Furthermore, boarding causes patients to endure discomfort for prolonged periods of time. Beneficence is a core bioethical principle that emphasizes the obligation to act in the patient's best interests and minimize harm. Boarding directly contradicts this principle by leading to negative patient outcomes: delays in antibiotic administration, delays in pain medication administration, delays in CT results, lower patient satisfaction, and higher complication rates for cardiovascular events. At times, extremely ill patients who need urgent intervention will leave without being seen (LWBS) due to frustration from waiting. All of these factors contribute to the fact that boarded patients are a group with higher inpatient lengths of stay, morbidity, and mortality–clear violations of beneficence.

Unlike other departments in the healthcare system, the ED is unique in that it offers nearly universal care access. It aims to treat patients regardless of insurance status or ability to pay and serves an essential societal role. However, there are limits to how much the ED can accommodate. When these limits are pushed beyond their breaking point, concerns over distributive justice arise. Individuals from economically disadvantaged backgrounds who lack access to primary care rely extensively on EDs. Some people have no option but to go to the ED to be seen by a physician for non-urgent cases. Under these circumstances, overcrowding worsens the unequal allocation of resources. Lower-income individuals and families who have no other option but the ED are disproportionately affected by delays, inadequate care, and prolonged wait times. This demographic is at greater risk of experiencing poorer health outcomes, increased mortality and morbidity rates, dissatisfaction with care, and mistrust of the healthcare system.

Potential solutions 

Several steps could be taken to address ED overcrowding and boarding patients. Solutions to this problem can be divided into two categories: micro-level and macro-level strategies. 
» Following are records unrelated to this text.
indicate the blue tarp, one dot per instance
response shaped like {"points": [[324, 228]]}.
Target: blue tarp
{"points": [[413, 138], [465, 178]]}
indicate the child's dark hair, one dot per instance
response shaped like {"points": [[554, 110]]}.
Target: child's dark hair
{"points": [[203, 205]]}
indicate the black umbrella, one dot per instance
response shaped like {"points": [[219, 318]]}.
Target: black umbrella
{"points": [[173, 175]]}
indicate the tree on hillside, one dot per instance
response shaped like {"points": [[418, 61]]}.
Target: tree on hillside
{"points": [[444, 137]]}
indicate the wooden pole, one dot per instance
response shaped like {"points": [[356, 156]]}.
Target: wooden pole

Micro-level strategies are designed to be applied at the level of the ED. One idea is to use fast-track paths for non-urgent situations, directly transferring patients from triage to specialist physicians and expediting treatment. EDs can send patients to inpatient specialists or outpatient treatments to help reduce overcrowding. Once patients visit outpatient settings, they can self-monitor and proceed to home careThis method can increase the quality of care and patient satisfaction, especially among the elderly. Lastly, integrating ethical AI and machine learning in triage may help predict patient diagnostic and hospitalization needs. Utilizing technology can allow for proactive control of throughput and resource allocation. 

At the macro level, strategies are intended to be applied at the hospital system level. Standardizing admissions with an electronic signature program can reduce delays and increase efficiency between corresponding physicians. Furthermore, reverse triage – identifying stable hospitalized patients who do not require further treatment – can increase the number of safe discharges and free up inpatient beds. Likewise, early discharge with proper collaboration with out-of-hospital structures– hospices, retirement homes, and rehabilitation centers– can reduce boarding and hospital strain. Lastly, post-discharge telemedicine can help educate patients and prevent premature returns to the ED. These macro-level tactics are intended to maximize hospital resources, improve patient flow, and lessen the adverse systemic effects of overcrowding.

Ultimately, addressing ED crowding requires an interdisciplinary approach. Solutions must involve the engagement and commitment of hospital leaders along with stakeholders in the insurance and government sectors of health care. Through large-scale collaboration across all three sectors, we must find a way to develop sustainable strategies to mitigate overcrowding. Above all, it is crucial we ensure the well-being of both patients and providers in emergency care settings and strive for greater equity in health care delivery for everyone.